The olive recipe DeepSeek-R1-Distill-Qwen-14B_nvmo_int4_awq.json has 2 passes: (a) ModelBuilder and (b) NVModelOptQuantization. The ModelBuilder pass is used to generate the FP16 model for NvTensorRTRTXExecutionProvider (aka NvTensorRtRtx EP). Subsequently, the NVModelOptQuantization pass performs INT4 AWQ quantization to produce the 4-bit optimized model. In the quantization pass, execution-providers from the available/installed onnxruntime execution-providers is used for calibration. The field calibration_providers can be used to select any specific execution provider for calibration (assuming it is available/installed).
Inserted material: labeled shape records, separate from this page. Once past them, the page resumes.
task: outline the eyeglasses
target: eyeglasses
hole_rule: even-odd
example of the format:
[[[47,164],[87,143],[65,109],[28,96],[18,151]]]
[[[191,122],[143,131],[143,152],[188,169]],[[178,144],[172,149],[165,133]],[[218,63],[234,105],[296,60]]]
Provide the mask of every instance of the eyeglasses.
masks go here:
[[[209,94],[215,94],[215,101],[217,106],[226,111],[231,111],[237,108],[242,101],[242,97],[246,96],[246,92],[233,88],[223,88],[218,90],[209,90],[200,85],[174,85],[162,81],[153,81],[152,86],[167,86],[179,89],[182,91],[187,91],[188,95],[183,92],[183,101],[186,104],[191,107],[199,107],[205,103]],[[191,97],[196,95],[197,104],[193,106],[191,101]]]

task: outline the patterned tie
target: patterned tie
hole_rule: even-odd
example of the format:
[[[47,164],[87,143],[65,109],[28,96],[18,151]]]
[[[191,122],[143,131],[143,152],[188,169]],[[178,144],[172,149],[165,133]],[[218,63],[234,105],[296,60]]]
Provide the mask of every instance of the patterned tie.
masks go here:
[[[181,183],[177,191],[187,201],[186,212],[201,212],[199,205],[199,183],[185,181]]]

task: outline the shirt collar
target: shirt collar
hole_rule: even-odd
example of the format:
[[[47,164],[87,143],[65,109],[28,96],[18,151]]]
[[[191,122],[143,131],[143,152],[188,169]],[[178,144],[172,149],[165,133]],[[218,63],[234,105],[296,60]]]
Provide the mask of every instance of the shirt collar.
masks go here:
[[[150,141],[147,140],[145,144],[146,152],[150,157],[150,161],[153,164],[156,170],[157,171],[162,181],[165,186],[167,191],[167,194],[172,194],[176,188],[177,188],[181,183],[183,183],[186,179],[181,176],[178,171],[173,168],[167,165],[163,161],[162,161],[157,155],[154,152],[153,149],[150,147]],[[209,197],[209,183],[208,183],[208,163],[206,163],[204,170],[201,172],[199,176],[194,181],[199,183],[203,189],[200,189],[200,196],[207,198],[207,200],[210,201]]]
  • Note that while using NvTensorRTRTXExecutionProvider for INT4 AWQ quantization, profile (min/max/opt ranges) of shapes of the model-inputs is created internally using the details from the model's config (e.g. config.json in HuggingFace model card). This input-shapes-profile is used during onnxruntime session creation. Make sure that config.json is available in the model-directory if tokenizer_dir is a model path (instead of model-name).

Troubleshoot

In case of any issue related to quantization using TensorRT Model Optimizer toolkit, refer its FAQs for potential help or suggestions.